U.S. Goods Balance: Mexico vs Canada (1999–2024)
Billions of dollars. Mexico’s deficit grew relentlessly; Canada’s fluctuates with oil prices.

Why NAFTA Won the Long Game

Despite nearly being killed by politics — Trump threatened to withdraw in 2017, and the renegotiation that produced USMCA in 2020 was genuinely uncertain until the final months — NAFTA has proven to be the most durable trade architecture of the globalization era. The reasons are geographical and structural.

Geography is destiny. The 1,954-mile U.S.-Mexico border and the 5,525-mile U.S.-Canada border create a 7,500-mile corridor that no tariff can fully disrupt. A truck can leave a maquiladora in Ciudad Juárez and reach a Walmart distribution center in Dallas in six hours. A container from Shanghai takes three weeks. When supply chain speed matters — and after COVID, it always matters — proximity beats cost every time. This is why the nearshoring boom is real and likely permanent: companies aren’t just chasing cheap labor, they’re buying time.

Integration creates its own gravity. After 30 years, North American supply chains are so deeply interwoven that unwinding them would be more disruptive than any tariff. A single Ford F-150 contains parts from 500 suppliers across three countries. The engine block might be cast in Mexico, machined in Ontario, fitted with sensors from Michigan, and installed in a truck assembled in Kansas City. Disrupting any node in that chain doesn’t just slow production — it stops it. This is the hidden genius of NAFTA: it made dissolution economically irrational, even for politicians who wanted to dissolve it.

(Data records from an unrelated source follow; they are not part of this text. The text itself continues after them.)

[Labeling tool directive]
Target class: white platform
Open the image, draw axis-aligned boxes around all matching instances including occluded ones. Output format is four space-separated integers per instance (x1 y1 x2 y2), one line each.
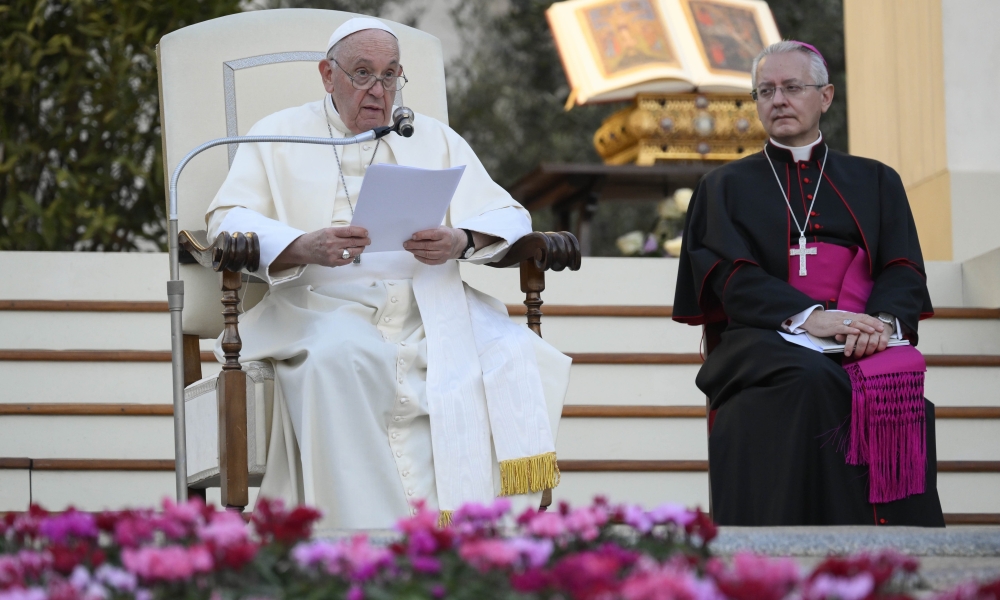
0 252 1000 513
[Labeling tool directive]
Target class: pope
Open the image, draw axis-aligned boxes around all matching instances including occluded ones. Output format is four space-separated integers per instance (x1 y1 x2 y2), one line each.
206 18 570 528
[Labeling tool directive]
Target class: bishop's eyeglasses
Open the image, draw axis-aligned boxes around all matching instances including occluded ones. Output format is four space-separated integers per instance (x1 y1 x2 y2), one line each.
330 58 409 92
750 83 829 102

The political near-death experience actually strengthened it. The USMCA renegotiation of 2018–2020 updated rules for the digital economy, raised automotive content requirements to 75%, and added labor protections that addressed some of NAFTA’s original shortcomings. But the core architecture survived intact. The fact that even a president hostile to trade deals kept the trilateral structure — renaming it, tightening it, but not killing it — suggests that North American integration has crossed a threshold of irreversibility. As we’ll examine in Episode 8, USMCA may have actually accelerated the trends that NAFTA set in motion.

The Bottom Line

NAFTA created a $1.86 trillion trade corridor that tripled in 25 years. Mexico rose from America’s third-largest partner to its largest, overtaking China in 2023 and Canada in 2024. Canada remained the anchor of North American energy security, sending 4 million barrels of crude south every day. Together, these two neighbors account for one-third of everything America exports — a share that has held steady through financial crises, pandemics, and trade wars.

But the aggregate numbers conceal as much as they reveal. The next nine episodes unpack what’s actually flowing through this corridor: cars that cross the border eight times before they’re finished, avocados that transformed Mexican agriculture, oil that rewrote Canada’s trade balance, factories that American companies built south of the border, and the five million manufacturing jobs that didn’t make the trip back. The NAFTA experiment is far from over. The question is no longer whether it worked — it’s who it worked for.